Editorial: Drug testing reasonable
There was a bit of a to-do over the drug testing of beneficiaries in the latest round of benefit changes.
But now that the detail is out there, some scaremongering may have been going on.
The critics argued that it infringed human rights that payments could be cut should beneficiaries fail drug tests, the insinuation being the tests might be carried out anywhere at any time.
But that's not the case.
Beneficiaries will be required to undergo a drugs test if applying for a job that requires one, just like everyone else.
It's called being work ready. Which you should be if you are on an unemployment benefit, assuming the job is suitable for you.
And you get a couple of chances. If you fail a test or refuse to turn up for an interview because of the test, you have to agree to stop taking drugs.
Second time around you have to agree to take and pass a test within 25 working days, so that's really three chances. What then?

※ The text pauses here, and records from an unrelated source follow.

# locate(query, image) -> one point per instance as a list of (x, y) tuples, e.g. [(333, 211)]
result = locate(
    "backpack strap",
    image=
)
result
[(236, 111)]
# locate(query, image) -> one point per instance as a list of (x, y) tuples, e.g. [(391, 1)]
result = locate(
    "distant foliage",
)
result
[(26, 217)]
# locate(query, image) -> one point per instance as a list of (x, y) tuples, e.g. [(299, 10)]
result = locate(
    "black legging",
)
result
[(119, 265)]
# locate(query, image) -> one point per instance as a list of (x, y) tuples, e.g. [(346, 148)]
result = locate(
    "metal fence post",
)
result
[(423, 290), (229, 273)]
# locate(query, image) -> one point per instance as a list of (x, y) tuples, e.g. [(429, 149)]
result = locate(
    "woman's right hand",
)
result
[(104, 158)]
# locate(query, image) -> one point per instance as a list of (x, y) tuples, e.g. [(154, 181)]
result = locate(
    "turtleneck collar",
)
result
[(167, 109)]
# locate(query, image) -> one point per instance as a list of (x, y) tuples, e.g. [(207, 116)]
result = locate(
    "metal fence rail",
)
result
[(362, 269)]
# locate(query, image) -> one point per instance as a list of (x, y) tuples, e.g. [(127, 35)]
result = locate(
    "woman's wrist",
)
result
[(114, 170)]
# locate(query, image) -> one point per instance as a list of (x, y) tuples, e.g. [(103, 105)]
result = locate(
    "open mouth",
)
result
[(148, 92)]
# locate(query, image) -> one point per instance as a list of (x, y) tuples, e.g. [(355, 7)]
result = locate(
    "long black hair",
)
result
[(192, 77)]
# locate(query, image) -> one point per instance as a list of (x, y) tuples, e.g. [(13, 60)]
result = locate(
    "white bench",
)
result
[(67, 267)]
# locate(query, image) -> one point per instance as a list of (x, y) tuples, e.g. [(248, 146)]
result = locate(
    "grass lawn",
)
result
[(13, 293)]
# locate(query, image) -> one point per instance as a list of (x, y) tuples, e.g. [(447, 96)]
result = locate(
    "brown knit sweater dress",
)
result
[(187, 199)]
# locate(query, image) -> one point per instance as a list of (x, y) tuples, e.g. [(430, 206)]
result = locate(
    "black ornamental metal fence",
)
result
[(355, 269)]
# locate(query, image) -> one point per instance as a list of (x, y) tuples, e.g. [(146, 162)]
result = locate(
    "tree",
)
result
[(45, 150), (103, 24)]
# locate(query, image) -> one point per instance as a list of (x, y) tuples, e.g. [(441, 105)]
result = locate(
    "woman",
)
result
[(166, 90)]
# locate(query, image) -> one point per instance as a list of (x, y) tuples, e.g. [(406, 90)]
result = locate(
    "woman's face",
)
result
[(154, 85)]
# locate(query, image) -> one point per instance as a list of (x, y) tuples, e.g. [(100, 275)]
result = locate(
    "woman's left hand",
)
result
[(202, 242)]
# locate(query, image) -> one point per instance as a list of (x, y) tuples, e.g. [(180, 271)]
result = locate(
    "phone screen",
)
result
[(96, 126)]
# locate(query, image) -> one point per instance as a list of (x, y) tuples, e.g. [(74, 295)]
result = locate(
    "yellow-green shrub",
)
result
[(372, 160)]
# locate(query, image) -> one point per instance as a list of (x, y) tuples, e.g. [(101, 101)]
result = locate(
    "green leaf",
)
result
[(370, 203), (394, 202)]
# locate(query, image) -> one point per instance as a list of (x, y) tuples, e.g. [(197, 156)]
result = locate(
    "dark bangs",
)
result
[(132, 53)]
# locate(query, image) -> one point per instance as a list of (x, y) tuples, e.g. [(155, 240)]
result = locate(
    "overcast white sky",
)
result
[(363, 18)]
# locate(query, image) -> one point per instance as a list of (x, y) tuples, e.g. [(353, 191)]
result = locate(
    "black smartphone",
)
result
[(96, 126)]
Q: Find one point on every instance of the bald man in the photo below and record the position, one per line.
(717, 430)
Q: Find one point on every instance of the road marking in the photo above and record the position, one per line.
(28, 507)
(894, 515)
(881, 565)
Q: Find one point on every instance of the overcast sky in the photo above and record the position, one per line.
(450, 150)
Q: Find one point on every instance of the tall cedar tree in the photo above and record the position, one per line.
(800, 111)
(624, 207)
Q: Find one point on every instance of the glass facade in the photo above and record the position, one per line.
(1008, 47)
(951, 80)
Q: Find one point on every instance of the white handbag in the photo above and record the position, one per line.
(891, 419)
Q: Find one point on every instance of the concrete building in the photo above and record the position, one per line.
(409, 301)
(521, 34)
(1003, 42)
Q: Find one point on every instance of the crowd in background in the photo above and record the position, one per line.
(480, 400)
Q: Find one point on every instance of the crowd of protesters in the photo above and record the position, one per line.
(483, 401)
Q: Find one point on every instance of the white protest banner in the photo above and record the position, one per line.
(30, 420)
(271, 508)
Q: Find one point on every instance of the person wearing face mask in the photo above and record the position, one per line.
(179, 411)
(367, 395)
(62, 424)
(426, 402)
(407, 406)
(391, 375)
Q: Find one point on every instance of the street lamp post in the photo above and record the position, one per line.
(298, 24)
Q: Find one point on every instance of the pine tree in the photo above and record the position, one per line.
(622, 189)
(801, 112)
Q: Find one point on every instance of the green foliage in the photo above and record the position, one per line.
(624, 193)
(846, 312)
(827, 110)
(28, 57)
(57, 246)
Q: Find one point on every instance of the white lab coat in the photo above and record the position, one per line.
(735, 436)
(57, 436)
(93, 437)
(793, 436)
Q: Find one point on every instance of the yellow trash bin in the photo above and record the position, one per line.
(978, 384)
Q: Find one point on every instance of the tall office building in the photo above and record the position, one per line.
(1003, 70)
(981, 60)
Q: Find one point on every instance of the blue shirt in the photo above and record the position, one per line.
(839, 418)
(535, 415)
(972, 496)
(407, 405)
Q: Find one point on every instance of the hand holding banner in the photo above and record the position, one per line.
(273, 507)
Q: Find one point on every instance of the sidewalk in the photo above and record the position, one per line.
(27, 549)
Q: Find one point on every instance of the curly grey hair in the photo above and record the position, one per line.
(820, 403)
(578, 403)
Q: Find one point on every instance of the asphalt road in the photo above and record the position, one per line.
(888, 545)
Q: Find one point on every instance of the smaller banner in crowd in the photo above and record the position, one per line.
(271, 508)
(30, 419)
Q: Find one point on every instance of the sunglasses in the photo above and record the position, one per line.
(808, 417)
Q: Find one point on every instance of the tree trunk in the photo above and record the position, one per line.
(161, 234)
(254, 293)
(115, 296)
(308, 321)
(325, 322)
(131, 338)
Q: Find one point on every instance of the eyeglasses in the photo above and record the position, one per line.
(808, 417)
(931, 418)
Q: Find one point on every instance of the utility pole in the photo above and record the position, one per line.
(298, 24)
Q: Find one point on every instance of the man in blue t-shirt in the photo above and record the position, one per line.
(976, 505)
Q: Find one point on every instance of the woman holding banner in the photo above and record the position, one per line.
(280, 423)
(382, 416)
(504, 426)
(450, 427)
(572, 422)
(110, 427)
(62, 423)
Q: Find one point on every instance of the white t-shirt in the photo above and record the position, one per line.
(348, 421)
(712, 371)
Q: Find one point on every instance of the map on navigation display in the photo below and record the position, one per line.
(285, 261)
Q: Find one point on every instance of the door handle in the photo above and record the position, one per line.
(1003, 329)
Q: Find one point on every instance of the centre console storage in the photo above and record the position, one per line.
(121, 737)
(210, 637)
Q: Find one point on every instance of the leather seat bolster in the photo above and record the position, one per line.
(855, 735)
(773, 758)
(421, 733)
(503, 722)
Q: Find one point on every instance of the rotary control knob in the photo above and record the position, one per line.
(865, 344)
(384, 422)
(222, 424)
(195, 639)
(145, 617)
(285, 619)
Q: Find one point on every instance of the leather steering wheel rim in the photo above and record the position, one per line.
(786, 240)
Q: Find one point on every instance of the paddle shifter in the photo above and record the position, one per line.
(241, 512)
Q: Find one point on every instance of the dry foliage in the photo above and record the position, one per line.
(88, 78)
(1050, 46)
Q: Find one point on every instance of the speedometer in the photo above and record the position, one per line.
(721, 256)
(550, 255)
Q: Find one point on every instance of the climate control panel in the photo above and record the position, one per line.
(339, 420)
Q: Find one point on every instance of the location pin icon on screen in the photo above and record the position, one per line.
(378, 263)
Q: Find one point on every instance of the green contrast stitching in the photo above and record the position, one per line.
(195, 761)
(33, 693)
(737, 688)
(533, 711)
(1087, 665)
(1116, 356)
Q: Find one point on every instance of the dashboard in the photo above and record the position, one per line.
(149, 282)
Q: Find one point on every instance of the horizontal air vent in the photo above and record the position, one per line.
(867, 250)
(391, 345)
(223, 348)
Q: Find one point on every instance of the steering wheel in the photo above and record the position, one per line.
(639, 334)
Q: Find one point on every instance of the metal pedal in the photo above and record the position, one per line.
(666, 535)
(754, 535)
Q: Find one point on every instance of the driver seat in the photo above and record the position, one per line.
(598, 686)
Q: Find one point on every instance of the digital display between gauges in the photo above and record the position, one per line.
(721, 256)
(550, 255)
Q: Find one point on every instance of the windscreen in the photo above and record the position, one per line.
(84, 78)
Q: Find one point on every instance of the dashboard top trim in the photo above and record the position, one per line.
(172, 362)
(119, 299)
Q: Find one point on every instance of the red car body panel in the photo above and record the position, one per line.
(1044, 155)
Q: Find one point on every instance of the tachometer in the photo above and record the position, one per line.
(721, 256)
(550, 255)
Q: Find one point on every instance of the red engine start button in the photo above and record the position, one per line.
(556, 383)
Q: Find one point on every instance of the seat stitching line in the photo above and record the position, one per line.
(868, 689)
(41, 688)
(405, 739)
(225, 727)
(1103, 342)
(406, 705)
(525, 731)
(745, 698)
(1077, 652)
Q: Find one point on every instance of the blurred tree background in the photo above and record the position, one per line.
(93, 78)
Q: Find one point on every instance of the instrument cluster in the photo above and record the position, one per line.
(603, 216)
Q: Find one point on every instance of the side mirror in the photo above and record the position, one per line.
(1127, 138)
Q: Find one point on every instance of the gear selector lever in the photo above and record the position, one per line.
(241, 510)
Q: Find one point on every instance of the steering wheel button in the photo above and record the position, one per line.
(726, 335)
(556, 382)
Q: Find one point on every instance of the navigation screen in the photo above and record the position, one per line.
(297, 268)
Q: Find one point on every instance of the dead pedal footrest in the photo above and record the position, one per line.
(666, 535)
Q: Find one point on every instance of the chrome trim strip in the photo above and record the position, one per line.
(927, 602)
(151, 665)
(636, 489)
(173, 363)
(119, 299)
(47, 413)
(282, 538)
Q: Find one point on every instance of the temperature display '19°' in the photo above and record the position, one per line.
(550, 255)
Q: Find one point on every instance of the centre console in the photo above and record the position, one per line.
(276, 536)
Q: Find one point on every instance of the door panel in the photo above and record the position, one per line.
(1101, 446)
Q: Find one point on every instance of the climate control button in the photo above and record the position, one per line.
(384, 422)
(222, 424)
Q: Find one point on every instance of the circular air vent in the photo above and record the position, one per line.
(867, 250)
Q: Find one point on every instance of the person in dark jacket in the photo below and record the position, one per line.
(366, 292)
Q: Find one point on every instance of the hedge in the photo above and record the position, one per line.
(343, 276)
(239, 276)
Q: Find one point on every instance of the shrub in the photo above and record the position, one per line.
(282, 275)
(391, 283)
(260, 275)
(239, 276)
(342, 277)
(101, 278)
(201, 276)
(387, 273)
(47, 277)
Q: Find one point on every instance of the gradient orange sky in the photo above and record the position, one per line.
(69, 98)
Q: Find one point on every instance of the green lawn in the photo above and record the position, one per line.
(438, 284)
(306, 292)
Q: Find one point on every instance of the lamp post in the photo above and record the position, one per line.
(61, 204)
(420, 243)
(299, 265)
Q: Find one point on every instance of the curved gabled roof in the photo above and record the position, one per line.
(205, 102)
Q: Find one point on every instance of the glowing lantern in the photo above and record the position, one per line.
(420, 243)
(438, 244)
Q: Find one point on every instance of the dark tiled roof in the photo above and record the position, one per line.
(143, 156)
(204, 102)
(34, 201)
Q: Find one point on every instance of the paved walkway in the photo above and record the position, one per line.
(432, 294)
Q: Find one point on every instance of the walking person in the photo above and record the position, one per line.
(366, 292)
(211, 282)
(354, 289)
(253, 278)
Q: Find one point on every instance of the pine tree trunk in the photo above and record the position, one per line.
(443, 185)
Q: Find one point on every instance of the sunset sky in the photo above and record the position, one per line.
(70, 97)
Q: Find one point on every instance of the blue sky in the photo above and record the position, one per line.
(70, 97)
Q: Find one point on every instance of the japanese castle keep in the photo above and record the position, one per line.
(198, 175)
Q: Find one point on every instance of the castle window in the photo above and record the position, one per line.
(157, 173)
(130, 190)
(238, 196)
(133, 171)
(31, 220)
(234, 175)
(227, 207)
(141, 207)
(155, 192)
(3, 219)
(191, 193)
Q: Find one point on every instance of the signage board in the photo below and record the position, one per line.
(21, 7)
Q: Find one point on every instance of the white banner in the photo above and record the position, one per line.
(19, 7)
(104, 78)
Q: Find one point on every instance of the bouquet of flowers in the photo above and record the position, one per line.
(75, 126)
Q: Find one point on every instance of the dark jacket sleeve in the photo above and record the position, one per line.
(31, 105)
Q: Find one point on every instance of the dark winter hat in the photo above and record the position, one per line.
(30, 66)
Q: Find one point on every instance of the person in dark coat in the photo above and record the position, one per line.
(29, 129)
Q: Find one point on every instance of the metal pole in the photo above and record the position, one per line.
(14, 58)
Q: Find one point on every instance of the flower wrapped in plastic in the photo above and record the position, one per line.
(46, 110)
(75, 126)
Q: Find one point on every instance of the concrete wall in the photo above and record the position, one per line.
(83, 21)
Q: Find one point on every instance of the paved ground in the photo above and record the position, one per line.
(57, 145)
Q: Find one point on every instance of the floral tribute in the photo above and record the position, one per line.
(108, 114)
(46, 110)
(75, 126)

Only then will your benefit be cut, for 13 weeks, by half if you have dependent children or entirely if you don't.
All of which sounds fair enough.
As does the requirement to pay for failed drug tests, which simply hammers home the message that it is the individual's responsibility to be work ready.
There will still be those who say beneficiaries are being forced into applying for jobs they may not want or enjoy. Yet that applies to many people, who take whatever work they can get because that is better than having no work.
Or being on a benefit.
Another thing: The issue of GST on goods bought online from overseas is taxing the Government.
And New Zealand retailers.
The former sees hundreds of millions of dollars in potential income going begging, while the latter cries unfair over an uneven playing field.
And uneven it is.
By 15 per cent. Kiwi retailers have to load it on to all goods, whereas those buying online from overseas have a fair chance of avoiding GST.
This won't be an easy one to fix though, as Customs doesn't have the resources and nor would it be practicable to open every parcel coming into the country, and neither are banks keen to devise systems that add GST on online credit card transactions.
Which leaves New Zealand retailers where? With their main point of difference. Service, service, service.